5. Auth and session at the edge¶
The BFF is the first authenticated hop for its client, so edge auth belongs here:
- Verify the client credential — validate the JWT signature/expiry, or resolve the session cookie, and reject early if invalid.
- Resolve identity — turn the token into a
userId/tenant/scope set used for every downstream call. - Attach internal credentials — services trust the BFF, not the raw client token. The BFF forwards a service-to-service identity (mTLS, internal token) plus the resolved user context.
Because different clients authenticate differently — a web BFF may use httpOnly cookies plus CSRF protection, a mobile BFF may use bearer tokens with refresh — putting auth in the BFF lets each client experience use the session model that fits it, without leaking that choice into the services.
6. Response trimming and per-client caching¶
Trimming. Services return complete domain objects; a given screen renders a fraction of them. The BFF projects the response down to what the client draws — dropping fields, flattening nested structures, and renaming to the client's vocabulary. Over a mobile network this directly cuts payload size and parse time.

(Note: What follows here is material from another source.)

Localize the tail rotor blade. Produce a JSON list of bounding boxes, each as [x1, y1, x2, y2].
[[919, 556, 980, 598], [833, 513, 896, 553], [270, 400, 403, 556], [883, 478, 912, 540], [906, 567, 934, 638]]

Per-client caching. The BFF can cache the composed result, keyed to this client's request. A mobile /home payload and a web /dashboard payload are cached independently, with TTLs chosen per client. Because the BFF owns the shape, it also owns the invalidation rules for that shape — the client and the services don't have to reason about it.
7. One BFF per client experience¶
The defining rule: one BFF per distinct frontend experience, not one shared BFF for all clients.
mobile-bff → serves the iOS/Android apps (small trimmed payloads, batches for slow links)
web-bff → serves the desktop web SPA (richer payloads, cookie sessions)
partner-bff → serves an external partner portal (stricter scoping, different rate limits)
Each of these calls the same underlying User/Feed/Notification services but composes and trims differently. Collapsing them into one API forces compromises: the mobile client drags fields it doesn't need, or the web client can't get the richer view. Separate BFFs let each experience evolve on its own cadence without a shared contract holding both back. (The trade-off — code duplication across BFFs — is a Senior topic.)
8. Where the BFF sits, and gateway vs BFF¶
The BFF lives at the edge of the internal network, typically behind the API gateway and in front of the services:
Client ──▶ API Gateway ──▶ BFF ──▶ [ Service A ]
(cross-cutting) (client- ──▶ [ Service B ]
specific) ──▶ [ Service C ]
The gateway and the BFF are complementary, not competing. The gateway handles concerns that are the same for every client; the BFF handles concerns specific to one client.
| Concern | API Gateway | BFF |
|---|---|---|
| Scope | Cross-cutting, all clients | One client experience |
| TLS termination, routing | Yes | No |
| Global rate limiting, WAF | Yes | No (may add client-specific limits) |
| Coarse authentication | Often here | Fine-grained session/identity |
| Fan-out to N services | No | Yes |
| Join / compose responses | No | Yes |
| Protocol translation | Basic | UI-shaped, per client |
| Response trimming to a screen | No | Yes |
| Owned by | Platform / infra team | Frontend team |
A useful test: if the logic is "the same regardless of which app is calling," it belongs in the gateway; if it is "shaped by what this app renders," it belongs in the BFF.
9. Ownership¶
A BFF is owned by the frontend team that consumes it, not by a central platform team. This is what makes the pattern work:
- The team that knows the screens controls the payload shape and can change it in the same PR as the UI change.
- No cross-team ticket is needed to add a field to the home screen — the frontend team edits both the view and its BFF.
- The BFF's contract is an internal detail between one client and its backend, so it can change fast without a formal API deprecation cycle.
That alignment — same team owns the client and its dedicated backend — is the reason a BFF can iterate at UI speed while the shared services underneath stay stable and generic.